Ondanks de hygiënische voorzorgsmaatregelen heeft de voedingsverwerkende industrie te kampen met bacterieël besmette producten. Bedrijven zijn verantwoordelijk voor de veiligheid van hun producten en zijn verplicht de productielijn te bewaken en te beoordelen of hun producten voldoen aan de wettelijke eisen voor veilig consumptie gebruik. Tijdige diagnose van de veroorzaker van een productbesmetting, stelt bedrijven in staat tot sneller ingrijpen en wordt voorkomen dat besmette producten in de winkelschappen terecht komen. Dit initiatief richt zich op de ontwikkeling van de SID (See, Identify, and Destroy) robot is een initiatief van de stichting TROIKA. In de robot wordt diagnostiek gecombineerd met decontaminatie, waarbij bacteriofagen worden gebruikt. Bacteriofagen zijn bacterie-specifieke virussen die deze bacterie doden. Derhalve kunnen ze als natuurlijke vijand van bacteriën gebruikt worden voor duurzame ontsmeting. Deze behandeling is uitermate geschikt voor deze industrie, waar recalls voor enorme kosten zorgen, en waar de eisen voor voedselveiligheid hoog is. Een belangrijk onderdeel is de typering van de bacteriesoort die men wil bestrijden (Identify). De typeringsresultaten kunnen worden gebruikt om de besmettingsbron op te sporen en transmissieroutes op te helderen. De oplossing voor een typeermethode wordt gezocht in de toepassing van de DNA-sequencer (MinION) van Oxford Nanopore. Met de KIEM subsidie kan met Generade Hogeschool Leiden een pilot worden gestart om de praktijktoepassing van bacterie identificatie en -typering met behulp van de MinION te testen. De methode moet in staat zijn om zowel de bacteriestam te identificeren om de juiste bacteriofaag te selecteren en de juiste preventieve maatregelen te kunnen nemen. In de pilot richten we ons op de meest voortkomende bacteriële besmetting van voedingsproducten: Listeria monocytogenes. Naast het uitvoeren van de pilot wordt de KIEM subsidie aangewend om een consortium te formeren, waarmee een gezamenlijke projectvoorstel wordt opgesteld waarin de SID-robot verder kan worden ontwikkeld.
De vraag naar het realiseren van de korte keten van voedselproductie is groot.
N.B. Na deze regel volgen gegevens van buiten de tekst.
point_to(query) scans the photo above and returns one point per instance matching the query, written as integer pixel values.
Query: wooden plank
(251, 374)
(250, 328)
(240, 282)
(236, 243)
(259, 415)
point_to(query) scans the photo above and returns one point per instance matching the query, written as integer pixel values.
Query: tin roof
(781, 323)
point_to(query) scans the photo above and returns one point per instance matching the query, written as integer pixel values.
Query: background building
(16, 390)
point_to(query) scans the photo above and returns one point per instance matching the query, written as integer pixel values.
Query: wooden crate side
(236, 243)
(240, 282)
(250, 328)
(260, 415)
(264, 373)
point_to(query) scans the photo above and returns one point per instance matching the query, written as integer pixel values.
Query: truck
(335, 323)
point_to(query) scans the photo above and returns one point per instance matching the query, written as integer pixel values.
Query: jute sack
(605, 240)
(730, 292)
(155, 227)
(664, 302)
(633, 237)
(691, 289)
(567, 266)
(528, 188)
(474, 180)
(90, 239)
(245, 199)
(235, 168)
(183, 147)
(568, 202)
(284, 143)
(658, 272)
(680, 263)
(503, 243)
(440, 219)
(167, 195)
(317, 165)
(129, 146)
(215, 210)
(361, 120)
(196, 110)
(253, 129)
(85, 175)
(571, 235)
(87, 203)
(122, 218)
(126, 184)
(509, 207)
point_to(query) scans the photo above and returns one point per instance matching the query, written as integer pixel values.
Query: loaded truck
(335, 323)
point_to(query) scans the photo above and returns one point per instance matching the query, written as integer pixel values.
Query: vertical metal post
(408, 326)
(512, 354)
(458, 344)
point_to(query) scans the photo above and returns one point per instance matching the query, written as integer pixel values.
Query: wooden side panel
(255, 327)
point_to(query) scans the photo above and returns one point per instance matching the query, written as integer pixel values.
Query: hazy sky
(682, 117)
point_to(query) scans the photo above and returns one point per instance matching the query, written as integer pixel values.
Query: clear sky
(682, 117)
Veel bedrijven zien hier het nut en de noodzaak van in, maar hebben nog wel uitdagingen in het kader van voedselhoudbaarheid en voedselveiligheid. Want hoe werkt het als je in een lokaal cateringbedrijf, zonder tussenkomst van allerlei grootschalige keuringsinstanties en kwaliteitssystemen, werkt met producten die rechtstreeks van de producent komen? En wat betekent het als je die dan zo duurzaam mogelijk wil verpakken? De vraag die centraal staat in dit onderzoek is: hoe kun je de voedselhoudbaarheid van een lokaal geteeld product en lokaal verwerkt product verlengen?